I was reading this article on Slate.com about a number of subprime mortgage holders who are weathering the financial storm just fine. They have delinquency rates of around 3% in an area of finance where the national average is closer to 19%.
How is this possible?
The explanation that stuck with me came from Mark Pinsky, president and CEO of of the Opportunity Finance Network. “We have to be profitable, just not profit-maximizing.”
What sets the “good” subprime lenders apart is that they never bought into all the perverse incentives and “innovations” of the bad subprime lending system—the fees paid to mortgage brokers, the fancy offices, and the reliance on securitization. Like a bunch of present-day George Baileys, ethical subprime lenders evaluate applications carefully, don’t pay brokers big fees to rope customers into high-interest loans, and mostly hold onto the loans they make rather than reselling them. They focus less on quantity than on quality.
And in a world where Neil Cavuto is saying that “loaning to minorities and risky folks is a disaster,” minorities with tiny savings accounts are being served and are paying back their debts.

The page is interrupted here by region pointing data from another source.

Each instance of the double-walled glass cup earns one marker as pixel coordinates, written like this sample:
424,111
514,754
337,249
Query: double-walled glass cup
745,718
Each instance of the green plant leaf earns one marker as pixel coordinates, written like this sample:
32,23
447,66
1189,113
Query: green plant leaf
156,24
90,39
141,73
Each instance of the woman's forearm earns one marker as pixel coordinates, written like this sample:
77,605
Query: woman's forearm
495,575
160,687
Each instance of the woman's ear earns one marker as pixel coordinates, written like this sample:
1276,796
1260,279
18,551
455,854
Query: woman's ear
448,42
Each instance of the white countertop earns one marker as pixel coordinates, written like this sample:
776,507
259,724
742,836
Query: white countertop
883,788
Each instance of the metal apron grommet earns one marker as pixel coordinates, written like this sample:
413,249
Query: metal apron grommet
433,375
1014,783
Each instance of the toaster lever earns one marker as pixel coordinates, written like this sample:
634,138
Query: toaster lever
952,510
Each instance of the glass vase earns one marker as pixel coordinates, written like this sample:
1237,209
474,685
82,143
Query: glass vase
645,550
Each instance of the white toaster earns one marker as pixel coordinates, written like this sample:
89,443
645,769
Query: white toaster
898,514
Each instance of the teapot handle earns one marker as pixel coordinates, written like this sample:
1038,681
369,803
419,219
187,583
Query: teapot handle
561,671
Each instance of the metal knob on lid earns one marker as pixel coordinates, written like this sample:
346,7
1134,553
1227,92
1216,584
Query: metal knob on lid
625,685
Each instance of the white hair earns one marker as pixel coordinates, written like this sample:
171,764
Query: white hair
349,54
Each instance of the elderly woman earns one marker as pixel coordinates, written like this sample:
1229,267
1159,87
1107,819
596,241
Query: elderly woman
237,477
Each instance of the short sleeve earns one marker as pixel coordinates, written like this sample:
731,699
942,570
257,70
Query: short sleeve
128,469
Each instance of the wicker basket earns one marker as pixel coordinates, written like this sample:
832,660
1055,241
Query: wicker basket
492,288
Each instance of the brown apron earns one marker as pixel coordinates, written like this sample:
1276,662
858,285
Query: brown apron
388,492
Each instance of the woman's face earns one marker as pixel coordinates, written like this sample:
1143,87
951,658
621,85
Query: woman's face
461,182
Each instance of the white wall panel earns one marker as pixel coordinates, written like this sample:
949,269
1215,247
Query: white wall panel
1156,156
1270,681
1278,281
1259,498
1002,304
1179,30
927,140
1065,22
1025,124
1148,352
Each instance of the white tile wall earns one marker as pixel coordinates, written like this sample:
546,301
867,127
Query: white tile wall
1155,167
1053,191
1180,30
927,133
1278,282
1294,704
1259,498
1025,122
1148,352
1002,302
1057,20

The profits for these companies weren’t as high as they were for the big lenders (one CEO earns a “mere” $190,000/yr), but on the other hand, they are still running.

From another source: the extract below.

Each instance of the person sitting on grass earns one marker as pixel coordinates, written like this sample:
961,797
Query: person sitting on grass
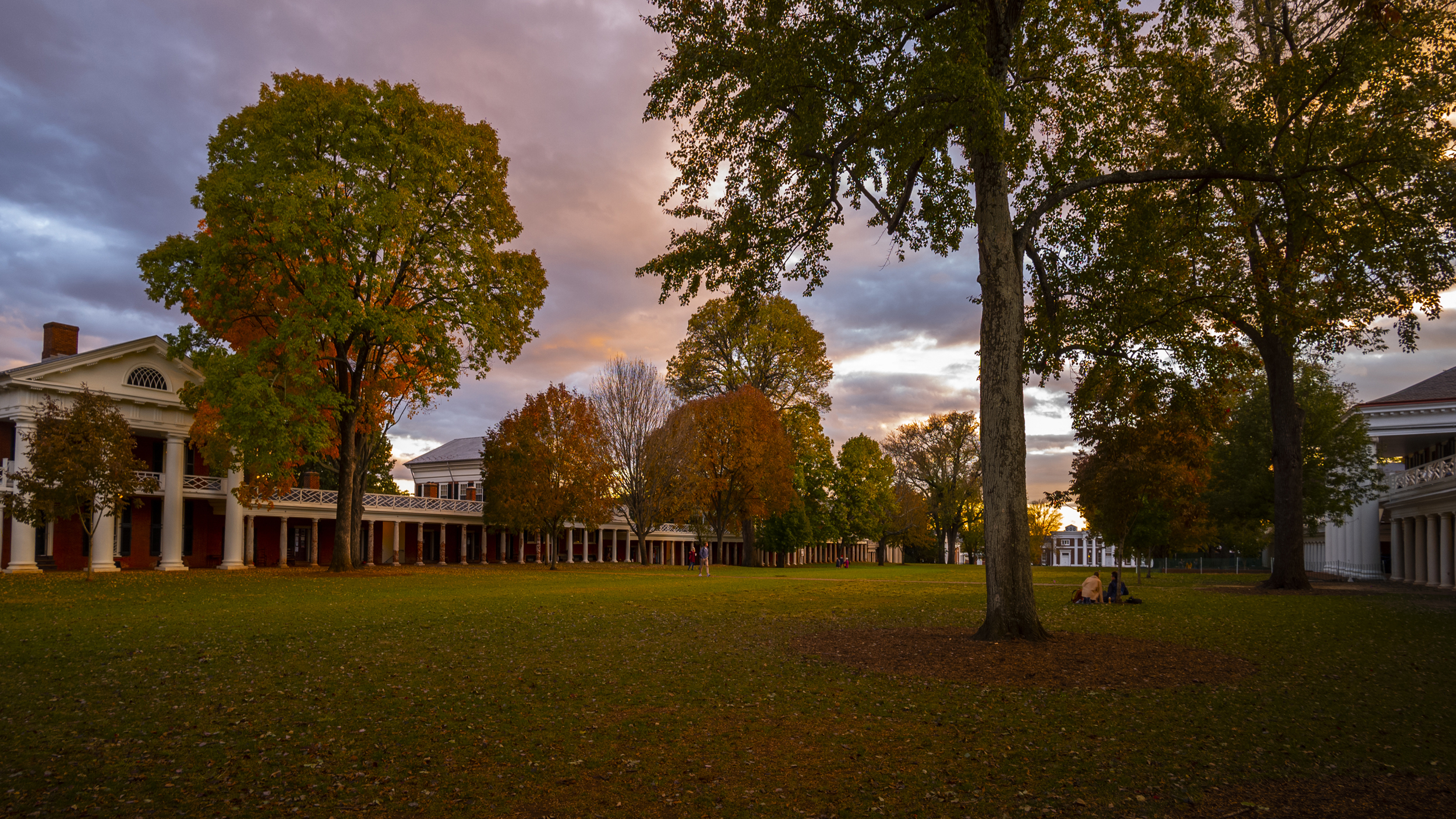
1114,589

Compare this to the story that Nassim Nicholas Taleb tells about the wider financial markets (skip to 4:20). “We don’t have slack, it’s over-optimized.”
I keep thinking about the impending extinction of the Cavendish Banana a worldwide mono-culture that was propelled to the #1 spot when the previous favourite, the Gros Michel Banana was wiped out, also by disease. And of the injuries (careful about clicking that link) sustained by Super‑G skiers when their highly optimized gear turns against them during a crash. And of Koalas which have evolved to eat a tree no one else eats and who will die off when the trees do.

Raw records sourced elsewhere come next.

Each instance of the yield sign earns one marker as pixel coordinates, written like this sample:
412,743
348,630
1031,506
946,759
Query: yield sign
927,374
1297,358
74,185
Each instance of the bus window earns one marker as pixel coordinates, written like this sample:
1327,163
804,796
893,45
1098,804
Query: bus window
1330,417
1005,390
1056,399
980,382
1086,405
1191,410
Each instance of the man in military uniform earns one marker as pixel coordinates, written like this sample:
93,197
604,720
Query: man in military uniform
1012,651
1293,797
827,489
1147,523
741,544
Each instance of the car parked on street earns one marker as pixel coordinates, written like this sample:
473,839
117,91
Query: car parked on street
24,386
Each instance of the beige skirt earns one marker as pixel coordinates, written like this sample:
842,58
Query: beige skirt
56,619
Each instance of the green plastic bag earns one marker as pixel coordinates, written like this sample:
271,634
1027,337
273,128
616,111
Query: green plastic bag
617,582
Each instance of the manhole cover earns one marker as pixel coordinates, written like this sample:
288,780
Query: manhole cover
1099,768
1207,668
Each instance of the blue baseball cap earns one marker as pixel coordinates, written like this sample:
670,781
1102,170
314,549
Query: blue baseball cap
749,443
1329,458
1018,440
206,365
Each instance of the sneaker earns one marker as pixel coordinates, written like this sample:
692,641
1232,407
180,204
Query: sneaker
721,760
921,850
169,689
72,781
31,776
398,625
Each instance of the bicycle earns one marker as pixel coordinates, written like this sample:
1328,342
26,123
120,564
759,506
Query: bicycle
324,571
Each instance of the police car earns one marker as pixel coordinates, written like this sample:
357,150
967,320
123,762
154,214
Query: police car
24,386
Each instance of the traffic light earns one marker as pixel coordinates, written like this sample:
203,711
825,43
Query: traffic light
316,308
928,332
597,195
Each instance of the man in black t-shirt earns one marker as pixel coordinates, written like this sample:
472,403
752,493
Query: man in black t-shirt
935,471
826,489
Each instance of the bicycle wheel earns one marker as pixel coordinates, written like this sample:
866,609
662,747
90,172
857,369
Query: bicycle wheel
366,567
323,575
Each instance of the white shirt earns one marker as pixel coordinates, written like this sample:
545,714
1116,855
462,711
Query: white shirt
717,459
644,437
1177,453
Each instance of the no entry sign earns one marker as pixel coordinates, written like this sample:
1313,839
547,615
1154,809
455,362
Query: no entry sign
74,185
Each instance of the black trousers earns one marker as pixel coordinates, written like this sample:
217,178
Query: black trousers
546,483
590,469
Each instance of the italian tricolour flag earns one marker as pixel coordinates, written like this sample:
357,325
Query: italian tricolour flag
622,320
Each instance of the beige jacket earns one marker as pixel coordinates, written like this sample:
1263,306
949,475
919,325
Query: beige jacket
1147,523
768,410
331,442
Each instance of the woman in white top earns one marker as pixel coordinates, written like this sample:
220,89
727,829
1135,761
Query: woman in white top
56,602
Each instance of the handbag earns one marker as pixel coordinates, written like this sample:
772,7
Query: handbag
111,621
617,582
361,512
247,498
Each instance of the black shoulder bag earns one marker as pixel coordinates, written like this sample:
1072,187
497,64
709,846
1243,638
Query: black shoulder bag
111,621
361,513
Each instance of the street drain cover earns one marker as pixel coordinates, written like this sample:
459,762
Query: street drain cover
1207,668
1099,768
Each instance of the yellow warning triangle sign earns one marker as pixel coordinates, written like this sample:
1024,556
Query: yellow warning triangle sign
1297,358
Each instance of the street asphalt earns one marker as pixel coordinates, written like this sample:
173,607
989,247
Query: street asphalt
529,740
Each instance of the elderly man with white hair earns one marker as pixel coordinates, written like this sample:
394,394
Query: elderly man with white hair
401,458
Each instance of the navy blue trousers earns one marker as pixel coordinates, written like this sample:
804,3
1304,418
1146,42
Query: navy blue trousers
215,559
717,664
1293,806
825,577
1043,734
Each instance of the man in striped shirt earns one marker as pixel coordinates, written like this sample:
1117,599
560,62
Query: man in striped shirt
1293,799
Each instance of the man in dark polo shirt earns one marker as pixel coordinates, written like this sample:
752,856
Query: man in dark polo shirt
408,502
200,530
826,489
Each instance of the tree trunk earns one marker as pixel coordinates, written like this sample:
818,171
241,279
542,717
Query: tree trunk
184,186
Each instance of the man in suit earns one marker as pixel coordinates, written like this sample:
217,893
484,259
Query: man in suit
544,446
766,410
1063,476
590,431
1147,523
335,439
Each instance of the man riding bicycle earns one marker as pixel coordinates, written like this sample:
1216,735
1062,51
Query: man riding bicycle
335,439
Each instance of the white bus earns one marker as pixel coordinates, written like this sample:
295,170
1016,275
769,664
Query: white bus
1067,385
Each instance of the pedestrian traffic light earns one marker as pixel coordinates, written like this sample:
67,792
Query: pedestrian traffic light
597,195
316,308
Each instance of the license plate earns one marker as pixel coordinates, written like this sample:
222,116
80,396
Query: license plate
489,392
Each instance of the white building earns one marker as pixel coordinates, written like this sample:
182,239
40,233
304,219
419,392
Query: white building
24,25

Then I think about apples which come in a variety of types, casual skiers who make it to the bottom of the hill eventually and raccoons who will eat just about anything. These are all generalists that manage to thrive in a variety of areas, and seem to be pretty good at adapting to massive changes to their environments.
We’re in the midst of the 6th mass extinction in earth’s history and it’s the specialists, with their highly optimized, fragile ecological niches that are going to go first. Cockroaches will still be here when it’s all over, I imagine.
The rule is clear. When things are stable, specialization and optimization is the recipe for success. When things are bumpy, allowing some of the inefficiency that comes from flexibility is probably the thing that will let you survive.
The mistake of the latest market crash seems to be that all the incentives and all the players were aligned to act as if the boom in housing prices was a stable situation that would last and last. You’d think that by now, the financial markets would have learned their lesson.